Cassandra - How to get the Day of week from the timestamp column?

Cassandra - How to get the Day of week from the timestamp column? - cassandra

I have a timestamp column in a Cassandra table, how do i get the day of week from the timestamp column using cql?

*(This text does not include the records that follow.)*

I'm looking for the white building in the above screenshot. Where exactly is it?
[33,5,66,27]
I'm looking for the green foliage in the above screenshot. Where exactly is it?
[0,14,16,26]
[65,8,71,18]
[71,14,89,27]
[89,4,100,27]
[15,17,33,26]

There isn't support out of the box for this but
If using the CQL is a must you can have a look at the User Defined Functions:
http://cassandra.apache.org/doc/latest/cql/functions.html
http://www.datastax.com/dev/blog/user-defined-functions-in-cassandra-3-0
http://docs.datastax.com/en//cql/latest/cql/cql_using/useCreateUDF.html
Then you could use something as simple as:
How to determine day of week by passing specific date?
or even something like
Aggregation with Group By date in Spark SQL
And then you have a UDF that gives you day of the week when you are working with a dates.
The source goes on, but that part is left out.